Text of statute as originally enacted

= Importation Act 1667 =

The Importation Act 1667 (19 & 20 Cha. 2. c. 12) was an act of the Parliament of England which banned Irish cattle from being sold in England.

The bill was first introduced in 1663 and proved extremely contentious. It was the work of George Villiers, 2nd Duke of Buckingham, who saw it as a means to injure his enemies James Butler, 1st Duke of Ormonde and Edward Hyde, 1st Earl of Clarendon. Ormonde, Lord Lieutenant of Ireland, believed that it would prevent any proper economic development in Ireland, while Clarendon, though he was not greatly interested in Irish affairs, promised Ormonde, his close friend and ally in government, to use his authority to see it defeated. Its passage would therefore greatly weaken them politically, and correspondingly strengthen Buckingham.

Buckingham said that "whoever was against the bill had either an Irish interest or an Irish understanding", giving great offence to Ormonde and his family as a result, but his difficulty was that England did not have a single "interest". The bill was strongly supported by those whom Samuel Pepys called "the Western gentlemen", the landed gentlemen of the North and West of England, and Wales, who believed that the bill would increase the value of their cattle.
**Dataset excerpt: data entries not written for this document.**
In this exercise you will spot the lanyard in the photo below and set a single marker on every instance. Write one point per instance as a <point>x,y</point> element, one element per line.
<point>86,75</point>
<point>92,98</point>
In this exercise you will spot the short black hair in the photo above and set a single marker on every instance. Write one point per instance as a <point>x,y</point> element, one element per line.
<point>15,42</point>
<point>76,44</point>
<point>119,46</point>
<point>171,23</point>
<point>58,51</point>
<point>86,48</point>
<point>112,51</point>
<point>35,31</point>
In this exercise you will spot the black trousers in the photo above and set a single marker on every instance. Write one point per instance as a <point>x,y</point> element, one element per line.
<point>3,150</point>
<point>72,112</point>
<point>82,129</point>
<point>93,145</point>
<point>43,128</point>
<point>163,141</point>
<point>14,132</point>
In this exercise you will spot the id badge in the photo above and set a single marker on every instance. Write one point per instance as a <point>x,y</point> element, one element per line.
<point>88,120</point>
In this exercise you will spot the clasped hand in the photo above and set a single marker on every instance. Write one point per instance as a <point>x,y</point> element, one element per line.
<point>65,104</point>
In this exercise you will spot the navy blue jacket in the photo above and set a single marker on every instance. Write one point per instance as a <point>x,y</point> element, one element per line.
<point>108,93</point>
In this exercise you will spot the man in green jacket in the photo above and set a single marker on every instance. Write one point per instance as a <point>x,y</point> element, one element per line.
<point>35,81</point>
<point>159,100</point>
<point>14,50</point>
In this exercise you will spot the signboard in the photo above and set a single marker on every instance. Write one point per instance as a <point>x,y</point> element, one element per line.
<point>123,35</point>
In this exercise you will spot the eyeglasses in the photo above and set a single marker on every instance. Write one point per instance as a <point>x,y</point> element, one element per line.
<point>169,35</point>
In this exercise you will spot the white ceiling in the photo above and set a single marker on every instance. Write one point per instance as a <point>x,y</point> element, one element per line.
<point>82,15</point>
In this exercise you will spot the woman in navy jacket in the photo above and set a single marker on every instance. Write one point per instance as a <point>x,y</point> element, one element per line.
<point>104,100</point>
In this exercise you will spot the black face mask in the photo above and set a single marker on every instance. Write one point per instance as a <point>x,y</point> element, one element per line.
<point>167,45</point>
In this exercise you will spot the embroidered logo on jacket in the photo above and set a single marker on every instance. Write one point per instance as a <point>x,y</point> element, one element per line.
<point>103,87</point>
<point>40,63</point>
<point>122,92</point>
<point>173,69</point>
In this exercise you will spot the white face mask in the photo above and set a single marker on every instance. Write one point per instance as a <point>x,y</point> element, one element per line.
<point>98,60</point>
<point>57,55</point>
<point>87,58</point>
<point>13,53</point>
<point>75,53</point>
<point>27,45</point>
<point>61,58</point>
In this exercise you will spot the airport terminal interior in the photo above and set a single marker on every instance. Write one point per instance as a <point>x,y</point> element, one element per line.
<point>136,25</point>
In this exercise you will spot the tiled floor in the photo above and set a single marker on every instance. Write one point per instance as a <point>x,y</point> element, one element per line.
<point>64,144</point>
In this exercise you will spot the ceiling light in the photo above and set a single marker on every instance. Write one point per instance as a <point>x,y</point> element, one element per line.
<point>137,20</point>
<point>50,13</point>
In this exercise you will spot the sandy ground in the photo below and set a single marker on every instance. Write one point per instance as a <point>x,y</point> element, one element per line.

It was opposed by the graziers of Norfolk and Suffolk, who made their living partly by fattening Irish cattle, and by Londoners, who were the biggest market for Irish beef. Pepys also reports fears, unfounded in the event, that passing the bill would lead to a repetition of the Irish Rebellion of 1641.

In September 1666, against government opposition, the bill was reintroduced in the House of Commons. Pepys thought that this was "against the general sense of the House" but that the "Western gentlemen" might carry it by a small majority. Clarendon until too late was confident that the two Houses would reject it or that if all else failed the King would veto it; but preoccupied as he was with the Second Anglo-Dutch War, he seriously underestimated his opponents. Sir William Coventry, more realistically, warned Ormonde that in his view it would pass the Commons, that the House of Lords would make no difficulty, and that the king, embroiled with domestic problems and the Dutch war, would not risk offending Parliament by using his veto. Coventry's predictions were correct: although the King gave his assent with great reluctance, he was acting on Parliament's unofficial pledge to pass two crucial financial Bills on condition that the Importation Bill become law, as it duly did in January 1667. The King's "very sharp speech" to the Lords on 18 January, which Pepys mentions in his diary, is an indication of his displeasure at having to assent to the act.

== Subsequent developments ==
The whole act was repealed by section 1 of, and the schedule to, the Statute Law Revision Act 1863 (26 & 27 Vict. c. 125), which came into force on 28 July 1863.